In the meantime, I’m using a hack, through code snippets. First, I create a ‘no-fill’ rectangle component that has the same outline color as the background (white in my case).

rect_outlinehider = visual.Rect(
    win=win,
    name='rect_outlinehider',
    units='deg',
    width=2,
    height=2,
    ori=0,
    pos=(0, 0),
    lineWidth=0.8,
    colorSpace='rgb',
    lineColor=[1, 1, 1],
    fillColor=None,
    opacity=None,
    depth=1,
    interpolate=False
)

Then, when drawing my image components (kept in a list), for each one I assign this ‘outline hider’ component the same width/height as the image component, then draw the outline hider ‘on top of’ the image.

for img in img_ls:
    img.draw()
    rect_outlinehider.width = img.size[0]
    rect_outlinehider.height = img.size[1]
    rect_outlinehider.pos = img.pos
    rect_outlinehider.draw()

Note that this means you can’t rely on the Builder’s automatic stimulus drawing anymore. You might also want to tweak the line width of the outline hider component, to avoid having it hide important parts of the stimuli themselves.

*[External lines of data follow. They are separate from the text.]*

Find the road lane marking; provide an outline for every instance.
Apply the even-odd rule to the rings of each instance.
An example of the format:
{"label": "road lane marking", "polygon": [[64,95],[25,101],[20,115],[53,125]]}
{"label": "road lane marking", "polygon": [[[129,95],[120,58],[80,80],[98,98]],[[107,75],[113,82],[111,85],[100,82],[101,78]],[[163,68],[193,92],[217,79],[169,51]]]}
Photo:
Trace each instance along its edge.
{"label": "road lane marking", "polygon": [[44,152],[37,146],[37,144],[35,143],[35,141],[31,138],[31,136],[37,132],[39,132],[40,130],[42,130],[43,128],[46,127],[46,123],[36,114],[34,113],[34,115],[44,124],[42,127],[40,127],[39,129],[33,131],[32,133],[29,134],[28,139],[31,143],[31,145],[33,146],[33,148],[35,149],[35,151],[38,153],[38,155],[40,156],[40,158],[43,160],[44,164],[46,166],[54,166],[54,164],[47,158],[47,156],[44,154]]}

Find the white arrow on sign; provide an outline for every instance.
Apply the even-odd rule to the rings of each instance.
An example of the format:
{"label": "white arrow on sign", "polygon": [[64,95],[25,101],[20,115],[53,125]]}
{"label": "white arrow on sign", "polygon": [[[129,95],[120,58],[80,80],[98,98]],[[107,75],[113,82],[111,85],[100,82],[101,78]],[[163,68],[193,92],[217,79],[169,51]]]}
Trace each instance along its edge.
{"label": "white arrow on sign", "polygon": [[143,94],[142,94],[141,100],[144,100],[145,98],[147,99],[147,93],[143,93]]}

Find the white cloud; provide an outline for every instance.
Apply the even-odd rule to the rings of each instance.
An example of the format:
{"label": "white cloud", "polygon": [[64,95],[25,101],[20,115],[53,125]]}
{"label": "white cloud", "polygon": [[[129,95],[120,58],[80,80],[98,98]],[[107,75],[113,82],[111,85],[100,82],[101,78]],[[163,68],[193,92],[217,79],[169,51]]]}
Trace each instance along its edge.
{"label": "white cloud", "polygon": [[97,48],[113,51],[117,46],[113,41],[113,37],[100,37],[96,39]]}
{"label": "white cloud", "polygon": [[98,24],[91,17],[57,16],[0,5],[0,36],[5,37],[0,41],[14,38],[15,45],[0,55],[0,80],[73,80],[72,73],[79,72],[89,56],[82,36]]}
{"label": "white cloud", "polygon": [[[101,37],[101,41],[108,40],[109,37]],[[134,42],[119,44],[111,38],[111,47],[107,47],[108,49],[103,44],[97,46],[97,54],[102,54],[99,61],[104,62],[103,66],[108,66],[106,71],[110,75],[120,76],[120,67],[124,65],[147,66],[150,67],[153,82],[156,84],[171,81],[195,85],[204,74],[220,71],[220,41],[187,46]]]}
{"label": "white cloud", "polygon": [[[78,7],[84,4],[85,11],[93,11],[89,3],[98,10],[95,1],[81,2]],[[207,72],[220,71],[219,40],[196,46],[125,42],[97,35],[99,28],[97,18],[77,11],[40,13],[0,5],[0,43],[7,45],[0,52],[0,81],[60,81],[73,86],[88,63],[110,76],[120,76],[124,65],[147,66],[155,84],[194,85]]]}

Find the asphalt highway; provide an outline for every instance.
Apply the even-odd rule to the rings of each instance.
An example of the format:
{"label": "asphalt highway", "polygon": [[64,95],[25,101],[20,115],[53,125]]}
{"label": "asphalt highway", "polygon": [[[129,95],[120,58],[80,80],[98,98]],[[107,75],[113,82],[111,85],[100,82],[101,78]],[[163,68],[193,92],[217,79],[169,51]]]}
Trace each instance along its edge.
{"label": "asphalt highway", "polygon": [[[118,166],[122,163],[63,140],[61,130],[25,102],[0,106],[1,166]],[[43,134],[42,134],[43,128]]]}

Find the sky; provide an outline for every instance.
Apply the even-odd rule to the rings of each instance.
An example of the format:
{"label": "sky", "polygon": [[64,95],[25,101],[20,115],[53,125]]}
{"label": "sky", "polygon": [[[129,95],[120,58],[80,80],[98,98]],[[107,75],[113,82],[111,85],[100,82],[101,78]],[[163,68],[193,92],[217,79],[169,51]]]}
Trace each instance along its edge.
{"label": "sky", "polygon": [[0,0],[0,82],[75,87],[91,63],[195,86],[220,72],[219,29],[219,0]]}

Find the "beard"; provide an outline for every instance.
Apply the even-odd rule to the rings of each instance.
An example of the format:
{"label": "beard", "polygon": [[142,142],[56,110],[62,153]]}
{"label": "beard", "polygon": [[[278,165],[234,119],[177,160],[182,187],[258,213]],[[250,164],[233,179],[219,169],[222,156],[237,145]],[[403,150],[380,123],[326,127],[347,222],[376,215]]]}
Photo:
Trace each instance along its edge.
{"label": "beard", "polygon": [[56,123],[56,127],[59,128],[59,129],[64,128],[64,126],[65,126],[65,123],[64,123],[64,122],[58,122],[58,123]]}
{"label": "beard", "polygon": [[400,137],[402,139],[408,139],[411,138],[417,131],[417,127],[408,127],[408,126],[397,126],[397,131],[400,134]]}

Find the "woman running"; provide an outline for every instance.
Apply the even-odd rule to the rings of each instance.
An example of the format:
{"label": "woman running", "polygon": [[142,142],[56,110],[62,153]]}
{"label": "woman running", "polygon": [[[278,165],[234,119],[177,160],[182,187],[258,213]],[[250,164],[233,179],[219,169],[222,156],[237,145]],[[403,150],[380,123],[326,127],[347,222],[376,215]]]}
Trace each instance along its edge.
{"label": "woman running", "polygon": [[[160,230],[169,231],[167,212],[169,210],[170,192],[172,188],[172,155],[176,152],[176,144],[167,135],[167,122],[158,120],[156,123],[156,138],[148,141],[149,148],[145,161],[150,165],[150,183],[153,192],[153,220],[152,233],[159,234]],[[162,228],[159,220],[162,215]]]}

This is an ugly hack and I’d much rather be without it, but it seems like the issue is tricky and might not be solved any time soon, so this works for me in the mean time.

I’m experiencing this issue when I use video stimuli. Interestingly, it depends on the size of the video. I don’t get it if the size is 1024x1024, but I do get it if the size is 512x512…does anyone know why?